My results on an i7-8650U, GCC 12.0.1 (libstdc++), Clang 14.0.6 (libc++):
Time (s) Memory (MiB)
GCC MSI/perm 0.27 64
Clang MSI/perm 0.27 "
GCC MSI/AES-NI 0.32 "
Clang MSI/AES-NI 0.32 "
GCC std::set 1.08 320
Clang std::set 1.43 320
Go 1.19 1.46 320
The clear winner is MSI with an integer permutation, followed by MSI with AES-NI. Overall, MSI is an order of magnitude faster and smaller than a generic hash table, in large part because it's custom-tailored for the context.

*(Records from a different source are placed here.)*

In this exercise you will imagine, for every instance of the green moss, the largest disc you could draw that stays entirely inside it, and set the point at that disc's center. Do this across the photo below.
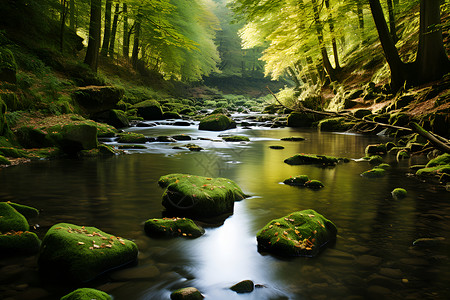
(11, 219)
(301, 233)
(374, 173)
(4, 161)
(399, 193)
(217, 122)
(293, 139)
(131, 138)
(299, 180)
(314, 184)
(86, 294)
(172, 227)
(199, 196)
(83, 253)
(313, 159)
(236, 138)
(20, 242)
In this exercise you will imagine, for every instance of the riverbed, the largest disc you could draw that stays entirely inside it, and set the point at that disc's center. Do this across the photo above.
(373, 255)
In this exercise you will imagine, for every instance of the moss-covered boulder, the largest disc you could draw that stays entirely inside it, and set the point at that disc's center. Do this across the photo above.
(301, 233)
(173, 227)
(149, 110)
(313, 159)
(217, 122)
(299, 180)
(236, 138)
(131, 138)
(189, 293)
(95, 99)
(199, 196)
(87, 294)
(83, 253)
(11, 219)
(19, 242)
(293, 139)
(374, 173)
(8, 66)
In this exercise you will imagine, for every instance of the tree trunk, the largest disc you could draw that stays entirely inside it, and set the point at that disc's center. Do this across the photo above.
(431, 61)
(325, 60)
(91, 58)
(135, 53)
(107, 30)
(126, 39)
(114, 31)
(392, 21)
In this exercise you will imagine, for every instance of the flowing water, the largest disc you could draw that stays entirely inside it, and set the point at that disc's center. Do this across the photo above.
(373, 256)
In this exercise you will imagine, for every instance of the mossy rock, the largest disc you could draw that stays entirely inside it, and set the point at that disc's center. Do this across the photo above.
(11, 219)
(4, 161)
(374, 173)
(399, 193)
(314, 184)
(236, 138)
(379, 149)
(173, 227)
(335, 124)
(83, 253)
(217, 122)
(301, 233)
(131, 138)
(245, 286)
(443, 159)
(30, 137)
(189, 293)
(375, 160)
(299, 180)
(199, 196)
(86, 294)
(293, 139)
(149, 110)
(19, 242)
(312, 159)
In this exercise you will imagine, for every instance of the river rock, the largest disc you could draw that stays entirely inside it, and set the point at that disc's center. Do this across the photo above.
(87, 294)
(83, 253)
(149, 110)
(189, 293)
(301, 233)
(173, 227)
(217, 122)
(199, 196)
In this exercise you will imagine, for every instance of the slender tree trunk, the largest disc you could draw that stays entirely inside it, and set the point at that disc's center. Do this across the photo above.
(325, 60)
(392, 21)
(107, 30)
(114, 31)
(126, 38)
(432, 61)
(137, 32)
(91, 58)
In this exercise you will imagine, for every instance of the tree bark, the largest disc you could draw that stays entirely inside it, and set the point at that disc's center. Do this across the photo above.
(114, 31)
(432, 61)
(91, 58)
(107, 30)
(126, 39)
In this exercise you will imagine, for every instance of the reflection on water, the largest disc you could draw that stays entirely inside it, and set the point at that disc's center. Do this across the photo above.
(373, 255)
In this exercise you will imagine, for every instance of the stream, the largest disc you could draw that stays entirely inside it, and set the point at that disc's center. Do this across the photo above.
(373, 256)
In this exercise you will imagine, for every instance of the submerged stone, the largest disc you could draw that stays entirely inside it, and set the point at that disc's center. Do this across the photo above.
(87, 294)
(301, 233)
(83, 253)
(173, 227)
(199, 196)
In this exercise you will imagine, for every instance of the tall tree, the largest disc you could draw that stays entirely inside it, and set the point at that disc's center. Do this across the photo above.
(92, 51)
(107, 30)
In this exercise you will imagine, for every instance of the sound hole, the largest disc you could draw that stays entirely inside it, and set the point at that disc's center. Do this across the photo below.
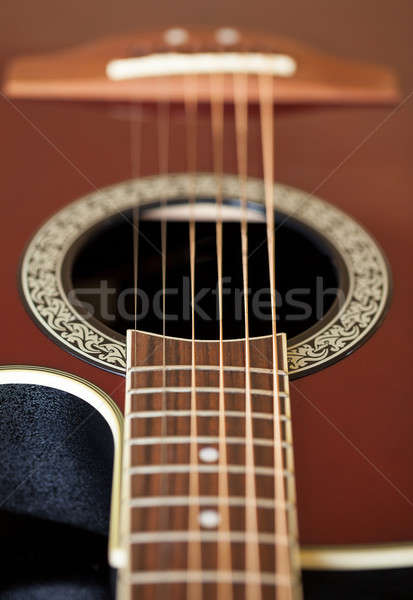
(100, 281)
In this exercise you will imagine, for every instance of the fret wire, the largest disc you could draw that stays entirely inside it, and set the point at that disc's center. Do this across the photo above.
(151, 501)
(148, 441)
(206, 576)
(151, 414)
(153, 537)
(226, 368)
(182, 468)
(203, 390)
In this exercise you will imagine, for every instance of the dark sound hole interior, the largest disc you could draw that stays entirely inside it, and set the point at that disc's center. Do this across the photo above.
(102, 275)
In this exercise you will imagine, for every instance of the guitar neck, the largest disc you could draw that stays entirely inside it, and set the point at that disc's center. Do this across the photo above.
(208, 506)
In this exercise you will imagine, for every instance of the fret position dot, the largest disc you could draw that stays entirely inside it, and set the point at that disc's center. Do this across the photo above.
(209, 519)
(227, 36)
(176, 36)
(208, 454)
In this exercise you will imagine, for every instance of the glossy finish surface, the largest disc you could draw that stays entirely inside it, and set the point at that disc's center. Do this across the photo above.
(352, 422)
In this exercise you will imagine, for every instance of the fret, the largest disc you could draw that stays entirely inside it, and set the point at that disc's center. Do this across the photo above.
(226, 368)
(203, 390)
(261, 503)
(240, 537)
(176, 468)
(206, 439)
(207, 576)
(151, 414)
(167, 521)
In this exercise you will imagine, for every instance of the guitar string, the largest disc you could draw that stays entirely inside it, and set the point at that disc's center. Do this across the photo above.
(163, 133)
(194, 558)
(282, 554)
(136, 134)
(224, 558)
(252, 554)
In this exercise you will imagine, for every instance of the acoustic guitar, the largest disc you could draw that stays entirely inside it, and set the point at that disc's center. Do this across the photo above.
(240, 309)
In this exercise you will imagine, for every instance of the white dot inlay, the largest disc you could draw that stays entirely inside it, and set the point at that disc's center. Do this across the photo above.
(209, 519)
(176, 36)
(208, 454)
(227, 36)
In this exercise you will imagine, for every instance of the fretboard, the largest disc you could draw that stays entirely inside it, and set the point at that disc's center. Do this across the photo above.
(208, 506)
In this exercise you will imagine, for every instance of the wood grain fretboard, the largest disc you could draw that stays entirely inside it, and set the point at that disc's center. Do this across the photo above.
(198, 520)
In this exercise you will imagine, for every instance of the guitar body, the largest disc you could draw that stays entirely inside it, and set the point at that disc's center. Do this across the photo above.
(353, 418)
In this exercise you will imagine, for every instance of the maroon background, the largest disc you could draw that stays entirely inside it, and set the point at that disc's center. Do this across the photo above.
(353, 422)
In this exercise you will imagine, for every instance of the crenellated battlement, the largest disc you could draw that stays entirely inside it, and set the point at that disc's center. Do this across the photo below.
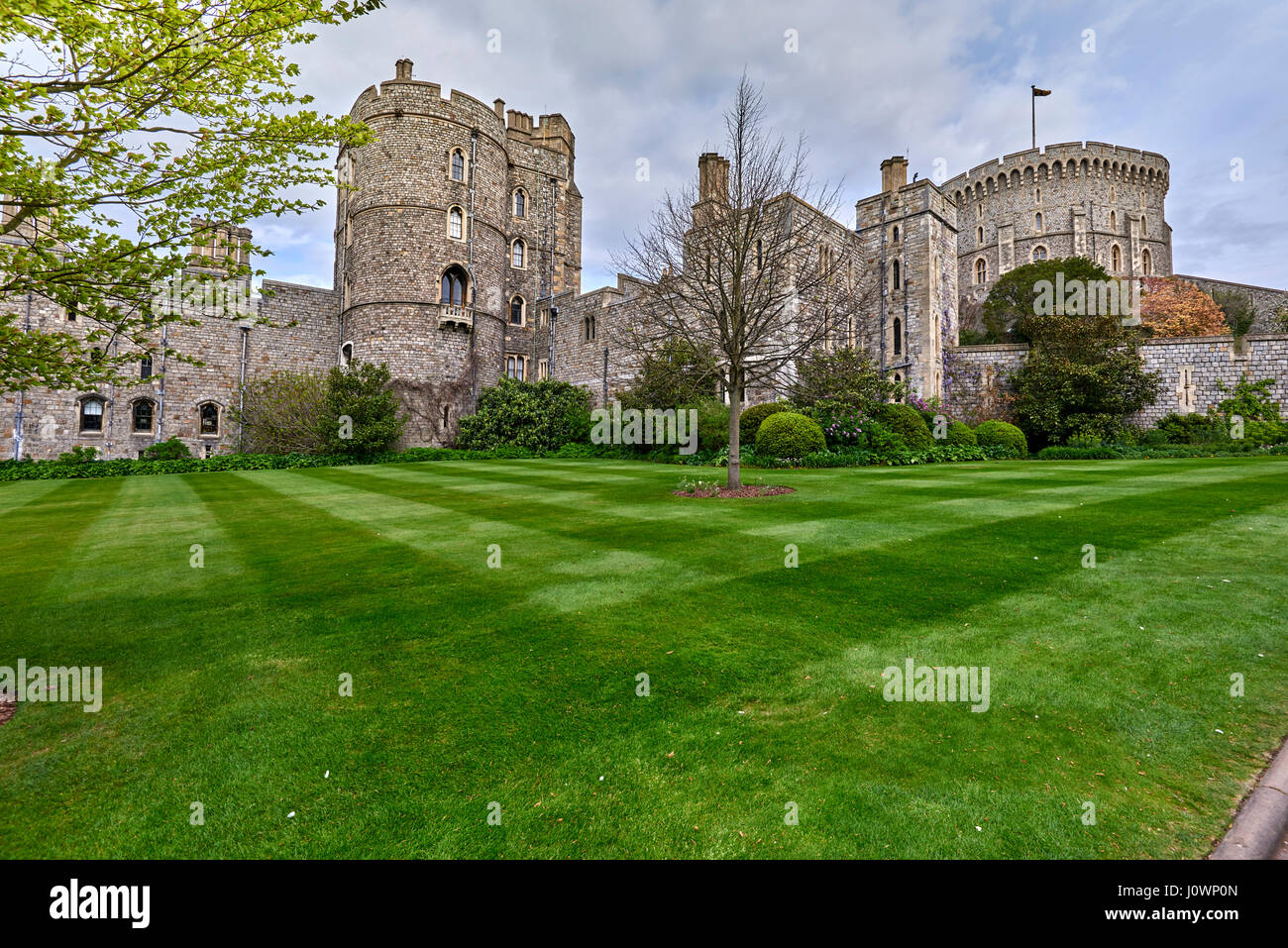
(1064, 161)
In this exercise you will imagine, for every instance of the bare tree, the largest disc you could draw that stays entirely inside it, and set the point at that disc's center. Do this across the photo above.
(747, 263)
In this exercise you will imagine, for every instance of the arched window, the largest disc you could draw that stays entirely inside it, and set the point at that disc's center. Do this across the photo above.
(141, 416)
(207, 415)
(91, 414)
(454, 286)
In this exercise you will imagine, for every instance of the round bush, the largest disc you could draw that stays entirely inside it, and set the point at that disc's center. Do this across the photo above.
(907, 423)
(789, 434)
(748, 423)
(960, 433)
(988, 433)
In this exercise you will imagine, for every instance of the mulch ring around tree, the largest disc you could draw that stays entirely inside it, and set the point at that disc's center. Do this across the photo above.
(729, 493)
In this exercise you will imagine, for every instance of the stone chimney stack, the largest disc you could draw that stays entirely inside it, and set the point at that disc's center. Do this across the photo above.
(894, 172)
(712, 178)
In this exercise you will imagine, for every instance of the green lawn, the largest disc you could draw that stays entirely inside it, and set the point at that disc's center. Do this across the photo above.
(518, 685)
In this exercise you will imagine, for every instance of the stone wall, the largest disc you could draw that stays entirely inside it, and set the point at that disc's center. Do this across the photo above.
(1192, 371)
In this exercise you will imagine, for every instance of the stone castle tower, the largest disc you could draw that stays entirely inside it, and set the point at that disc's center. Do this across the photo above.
(454, 226)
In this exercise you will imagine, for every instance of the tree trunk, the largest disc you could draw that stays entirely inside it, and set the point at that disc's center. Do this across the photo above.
(734, 416)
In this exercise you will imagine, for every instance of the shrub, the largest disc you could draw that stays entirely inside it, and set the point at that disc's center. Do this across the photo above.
(361, 410)
(1265, 432)
(168, 450)
(748, 423)
(712, 424)
(535, 416)
(960, 433)
(1001, 434)
(907, 423)
(1192, 429)
(1069, 453)
(789, 434)
(80, 454)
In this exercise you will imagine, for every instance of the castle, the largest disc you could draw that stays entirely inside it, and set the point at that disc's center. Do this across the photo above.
(458, 261)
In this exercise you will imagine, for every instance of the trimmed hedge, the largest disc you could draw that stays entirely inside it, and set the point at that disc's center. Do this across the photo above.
(960, 433)
(750, 420)
(789, 434)
(907, 423)
(1001, 433)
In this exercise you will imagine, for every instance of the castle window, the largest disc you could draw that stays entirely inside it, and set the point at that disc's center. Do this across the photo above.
(454, 286)
(91, 414)
(141, 416)
(207, 415)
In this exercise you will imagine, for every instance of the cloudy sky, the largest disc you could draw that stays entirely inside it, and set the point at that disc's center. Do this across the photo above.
(1201, 82)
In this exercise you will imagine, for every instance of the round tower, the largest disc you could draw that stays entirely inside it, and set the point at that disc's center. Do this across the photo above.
(1094, 200)
(421, 248)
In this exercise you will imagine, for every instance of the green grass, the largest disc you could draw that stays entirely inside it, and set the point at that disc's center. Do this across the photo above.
(518, 685)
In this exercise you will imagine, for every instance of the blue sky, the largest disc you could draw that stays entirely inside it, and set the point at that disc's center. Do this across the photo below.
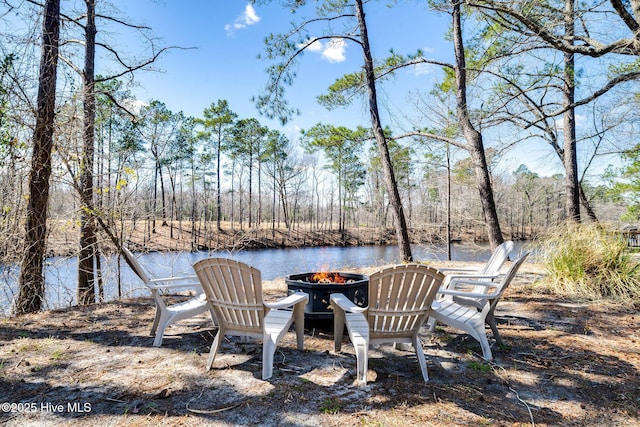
(227, 37)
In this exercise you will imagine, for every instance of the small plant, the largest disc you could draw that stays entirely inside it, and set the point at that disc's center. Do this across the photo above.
(57, 354)
(481, 367)
(330, 406)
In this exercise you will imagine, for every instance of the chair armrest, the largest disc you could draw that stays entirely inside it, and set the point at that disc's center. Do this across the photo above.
(475, 283)
(289, 301)
(463, 294)
(457, 277)
(175, 282)
(346, 304)
(453, 269)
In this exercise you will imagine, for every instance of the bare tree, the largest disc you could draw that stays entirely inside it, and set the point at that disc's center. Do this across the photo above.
(31, 293)
(274, 105)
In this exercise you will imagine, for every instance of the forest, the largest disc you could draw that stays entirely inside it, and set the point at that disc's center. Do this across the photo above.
(79, 153)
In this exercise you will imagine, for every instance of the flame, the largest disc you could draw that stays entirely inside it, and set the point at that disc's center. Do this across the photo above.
(324, 277)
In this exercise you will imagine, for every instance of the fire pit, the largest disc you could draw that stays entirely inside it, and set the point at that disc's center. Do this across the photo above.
(320, 286)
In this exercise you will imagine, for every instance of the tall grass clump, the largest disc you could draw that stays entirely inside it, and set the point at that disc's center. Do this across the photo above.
(586, 261)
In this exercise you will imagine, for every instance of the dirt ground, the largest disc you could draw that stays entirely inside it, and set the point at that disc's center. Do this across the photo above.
(565, 363)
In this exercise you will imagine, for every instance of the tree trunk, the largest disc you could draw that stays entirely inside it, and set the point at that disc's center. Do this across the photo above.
(31, 293)
(86, 269)
(473, 137)
(569, 123)
(390, 180)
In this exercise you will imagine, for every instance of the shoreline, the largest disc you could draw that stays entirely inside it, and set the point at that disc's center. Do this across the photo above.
(174, 236)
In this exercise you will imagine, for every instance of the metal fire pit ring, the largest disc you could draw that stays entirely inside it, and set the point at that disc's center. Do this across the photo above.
(356, 288)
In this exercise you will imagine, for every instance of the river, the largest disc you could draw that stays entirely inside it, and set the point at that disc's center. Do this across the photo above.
(60, 272)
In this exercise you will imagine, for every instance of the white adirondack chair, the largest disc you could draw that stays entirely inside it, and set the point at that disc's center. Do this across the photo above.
(469, 309)
(234, 290)
(400, 300)
(166, 313)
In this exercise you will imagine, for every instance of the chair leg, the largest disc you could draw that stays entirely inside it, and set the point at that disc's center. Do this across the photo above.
(154, 327)
(417, 345)
(338, 328)
(484, 343)
(491, 320)
(298, 321)
(269, 344)
(217, 341)
(358, 328)
(431, 324)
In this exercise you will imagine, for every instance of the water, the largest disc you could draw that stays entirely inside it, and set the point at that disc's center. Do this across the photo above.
(61, 272)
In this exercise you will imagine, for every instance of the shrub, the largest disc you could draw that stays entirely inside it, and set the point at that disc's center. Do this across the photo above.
(584, 260)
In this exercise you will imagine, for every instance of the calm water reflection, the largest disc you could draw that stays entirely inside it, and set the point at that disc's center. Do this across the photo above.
(61, 272)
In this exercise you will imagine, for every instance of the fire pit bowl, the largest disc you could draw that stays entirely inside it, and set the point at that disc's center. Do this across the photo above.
(320, 286)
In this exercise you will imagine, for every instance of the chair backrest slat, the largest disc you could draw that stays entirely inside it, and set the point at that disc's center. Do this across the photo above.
(508, 277)
(400, 297)
(498, 258)
(234, 290)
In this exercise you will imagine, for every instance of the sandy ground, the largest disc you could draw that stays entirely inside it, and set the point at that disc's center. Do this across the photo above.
(565, 363)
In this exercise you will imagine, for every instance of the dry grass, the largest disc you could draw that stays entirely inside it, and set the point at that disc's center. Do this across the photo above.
(585, 261)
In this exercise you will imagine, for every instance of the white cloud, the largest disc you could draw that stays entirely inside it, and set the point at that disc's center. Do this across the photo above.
(334, 50)
(246, 18)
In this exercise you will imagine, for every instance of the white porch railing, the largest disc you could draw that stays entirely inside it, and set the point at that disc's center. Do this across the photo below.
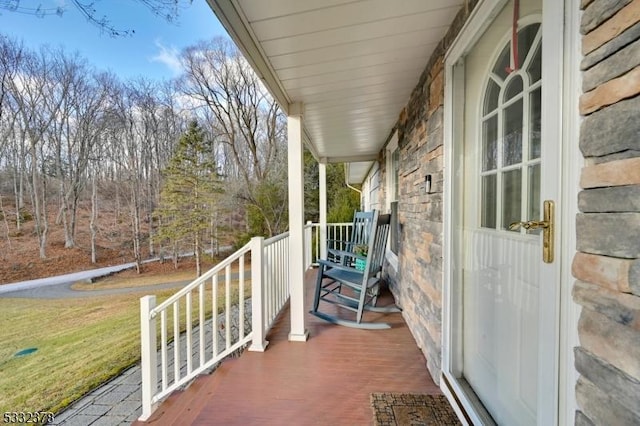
(221, 311)
(196, 336)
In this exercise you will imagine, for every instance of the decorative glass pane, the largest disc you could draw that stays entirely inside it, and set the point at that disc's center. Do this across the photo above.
(535, 66)
(491, 97)
(511, 197)
(503, 62)
(525, 41)
(514, 88)
(534, 195)
(490, 144)
(512, 140)
(488, 214)
(534, 124)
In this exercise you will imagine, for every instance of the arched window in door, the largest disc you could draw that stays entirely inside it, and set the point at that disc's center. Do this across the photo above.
(510, 134)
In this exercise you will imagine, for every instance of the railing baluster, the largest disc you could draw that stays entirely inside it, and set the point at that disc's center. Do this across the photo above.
(201, 325)
(214, 299)
(259, 343)
(163, 349)
(189, 340)
(227, 297)
(149, 355)
(241, 297)
(176, 341)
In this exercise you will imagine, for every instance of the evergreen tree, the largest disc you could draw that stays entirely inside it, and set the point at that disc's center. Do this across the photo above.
(189, 193)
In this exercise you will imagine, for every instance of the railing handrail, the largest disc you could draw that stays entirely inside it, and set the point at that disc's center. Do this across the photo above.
(211, 272)
(276, 238)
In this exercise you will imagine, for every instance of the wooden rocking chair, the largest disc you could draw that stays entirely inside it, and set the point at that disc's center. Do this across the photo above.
(355, 288)
(359, 236)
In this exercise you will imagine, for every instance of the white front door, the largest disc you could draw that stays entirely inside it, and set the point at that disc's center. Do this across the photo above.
(504, 302)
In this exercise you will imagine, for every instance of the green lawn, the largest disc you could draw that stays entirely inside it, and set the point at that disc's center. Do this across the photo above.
(81, 343)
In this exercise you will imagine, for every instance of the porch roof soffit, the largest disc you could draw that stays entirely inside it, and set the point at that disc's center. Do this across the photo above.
(352, 64)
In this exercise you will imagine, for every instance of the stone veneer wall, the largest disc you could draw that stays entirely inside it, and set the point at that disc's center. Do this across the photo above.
(607, 265)
(417, 285)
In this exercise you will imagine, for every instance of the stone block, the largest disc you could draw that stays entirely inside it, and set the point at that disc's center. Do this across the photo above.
(585, 3)
(615, 383)
(610, 341)
(609, 93)
(622, 308)
(613, 173)
(605, 271)
(612, 67)
(612, 129)
(611, 47)
(631, 153)
(609, 234)
(610, 200)
(582, 420)
(598, 12)
(436, 92)
(611, 28)
(634, 277)
(600, 408)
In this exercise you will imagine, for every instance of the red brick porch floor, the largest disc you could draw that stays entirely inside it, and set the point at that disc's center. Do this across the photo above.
(324, 381)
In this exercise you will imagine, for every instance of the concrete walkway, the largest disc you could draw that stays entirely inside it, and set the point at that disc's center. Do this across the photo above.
(66, 278)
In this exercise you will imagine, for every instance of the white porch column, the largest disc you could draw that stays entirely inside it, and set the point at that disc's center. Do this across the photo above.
(296, 223)
(322, 178)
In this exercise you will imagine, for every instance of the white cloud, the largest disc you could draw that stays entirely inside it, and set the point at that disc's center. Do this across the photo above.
(169, 56)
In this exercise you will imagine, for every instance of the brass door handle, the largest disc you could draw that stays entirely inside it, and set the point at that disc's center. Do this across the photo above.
(547, 225)
(530, 224)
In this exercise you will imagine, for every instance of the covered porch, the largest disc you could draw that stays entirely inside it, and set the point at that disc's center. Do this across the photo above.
(327, 380)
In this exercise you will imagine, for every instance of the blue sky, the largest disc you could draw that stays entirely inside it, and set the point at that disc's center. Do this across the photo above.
(151, 52)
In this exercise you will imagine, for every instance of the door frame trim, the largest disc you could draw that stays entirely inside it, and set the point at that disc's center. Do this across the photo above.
(558, 24)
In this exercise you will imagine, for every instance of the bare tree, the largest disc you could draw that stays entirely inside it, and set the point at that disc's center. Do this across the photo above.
(245, 119)
(166, 9)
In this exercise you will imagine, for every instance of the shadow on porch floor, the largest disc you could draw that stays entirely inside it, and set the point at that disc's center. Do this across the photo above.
(324, 381)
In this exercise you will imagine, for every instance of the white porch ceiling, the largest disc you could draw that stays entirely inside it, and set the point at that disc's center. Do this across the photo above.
(352, 64)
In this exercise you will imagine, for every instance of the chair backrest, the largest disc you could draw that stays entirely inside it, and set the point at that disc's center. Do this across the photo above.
(378, 244)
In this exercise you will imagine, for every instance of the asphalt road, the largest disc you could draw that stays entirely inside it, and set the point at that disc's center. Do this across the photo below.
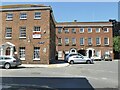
(102, 74)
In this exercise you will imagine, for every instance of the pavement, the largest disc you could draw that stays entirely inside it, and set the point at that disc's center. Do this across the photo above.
(59, 63)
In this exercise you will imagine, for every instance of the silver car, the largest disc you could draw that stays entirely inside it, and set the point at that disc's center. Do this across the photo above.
(79, 59)
(9, 61)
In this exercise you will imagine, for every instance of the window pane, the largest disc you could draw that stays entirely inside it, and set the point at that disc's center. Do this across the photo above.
(22, 52)
(36, 52)
(22, 31)
(36, 28)
(8, 32)
(81, 41)
(37, 15)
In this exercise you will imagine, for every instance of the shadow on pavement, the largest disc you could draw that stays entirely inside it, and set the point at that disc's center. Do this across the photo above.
(45, 83)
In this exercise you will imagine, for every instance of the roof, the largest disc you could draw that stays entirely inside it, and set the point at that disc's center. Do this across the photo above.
(82, 24)
(19, 7)
(22, 6)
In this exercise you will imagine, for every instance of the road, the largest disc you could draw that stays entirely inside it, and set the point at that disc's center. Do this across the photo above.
(101, 74)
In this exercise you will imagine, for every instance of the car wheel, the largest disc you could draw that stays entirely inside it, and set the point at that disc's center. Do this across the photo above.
(88, 62)
(71, 62)
(7, 66)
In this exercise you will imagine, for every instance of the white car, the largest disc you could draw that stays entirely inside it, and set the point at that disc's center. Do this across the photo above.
(79, 59)
(96, 58)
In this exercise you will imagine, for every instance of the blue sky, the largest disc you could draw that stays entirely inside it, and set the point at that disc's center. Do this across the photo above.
(80, 11)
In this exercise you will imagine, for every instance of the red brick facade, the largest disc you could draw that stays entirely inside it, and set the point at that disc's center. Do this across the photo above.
(89, 49)
(45, 23)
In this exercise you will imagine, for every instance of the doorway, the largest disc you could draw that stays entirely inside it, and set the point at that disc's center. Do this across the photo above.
(90, 53)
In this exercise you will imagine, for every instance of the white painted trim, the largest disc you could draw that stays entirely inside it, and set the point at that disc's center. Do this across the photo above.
(84, 25)
(30, 8)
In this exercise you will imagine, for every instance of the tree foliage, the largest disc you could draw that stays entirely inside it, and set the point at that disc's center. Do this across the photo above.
(116, 43)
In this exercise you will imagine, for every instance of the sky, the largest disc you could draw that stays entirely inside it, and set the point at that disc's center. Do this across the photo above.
(80, 11)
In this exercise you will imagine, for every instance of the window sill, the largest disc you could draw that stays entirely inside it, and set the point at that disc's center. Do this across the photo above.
(22, 37)
(23, 59)
(37, 18)
(9, 19)
(23, 18)
(36, 59)
(8, 37)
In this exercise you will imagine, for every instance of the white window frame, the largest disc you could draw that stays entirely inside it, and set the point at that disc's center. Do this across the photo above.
(81, 29)
(66, 30)
(73, 40)
(106, 31)
(73, 30)
(59, 29)
(36, 29)
(82, 40)
(36, 49)
(8, 32)
(9, 16)
(23, 16)
(67, 41)
(90, 30)
(98, 30)
(22, 53)
(60, 54)
(108, 41)
(37, 16)
(90, 41)
(23, 29)
(99, 40)
(60, 40)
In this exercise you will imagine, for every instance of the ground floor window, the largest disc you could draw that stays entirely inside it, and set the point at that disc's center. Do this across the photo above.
(59, 54)
(36, 53)
(22, 53)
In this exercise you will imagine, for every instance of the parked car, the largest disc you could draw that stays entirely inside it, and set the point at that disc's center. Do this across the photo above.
(79, 59)
(9, 61)
(96, 58)
(72, 54)
(106, 57)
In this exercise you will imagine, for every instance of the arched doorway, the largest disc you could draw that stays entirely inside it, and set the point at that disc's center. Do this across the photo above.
(7, 51)
(83, 52)
(73, 50)
(90, 53)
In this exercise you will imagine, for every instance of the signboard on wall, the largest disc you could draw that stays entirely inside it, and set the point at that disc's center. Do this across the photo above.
(36, 34)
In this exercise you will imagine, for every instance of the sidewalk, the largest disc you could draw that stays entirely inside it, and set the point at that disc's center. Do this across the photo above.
(45, 66)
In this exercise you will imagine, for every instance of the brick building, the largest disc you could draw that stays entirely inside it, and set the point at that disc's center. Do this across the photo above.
(28, 31)
(87, 38)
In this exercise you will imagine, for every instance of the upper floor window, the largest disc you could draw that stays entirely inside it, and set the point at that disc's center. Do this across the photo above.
(97, 30)
(73, 30)
(66, 41)
(37, 15)
(89, 30)
(22, 53)
(81, 41)
(59, 30)
(106, 41)
(36, 55)
(81, 30)
(9, 17)
(73, 41)
(106, 29)
(37, 28)
(66, 30)
(59, 41)
(8, 32)
(23, 16)
(89, 41)
(22, 32)
(98, 41)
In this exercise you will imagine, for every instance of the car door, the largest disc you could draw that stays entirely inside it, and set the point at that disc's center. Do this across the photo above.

As an added bonus, UBSan and ASan have practically no performance impact
on the MSI benchmarks, and debug builds (-O0
) are only about a 2x
slowdown (i.e. still faster than optimized C++), vs. a 10x slowdown for
C++.
Likely objection: The C++ and Go versions use full strings and dynamically allocate, while the C version uses fixed-length strings and table, so it's not fair. However, that's the whole point. The C++ and Go examples are written idiomatically for this problem, but the use of MSI in the C version is part of a holistic strategy — something not possible with generic hash tables — which is also why it's longer.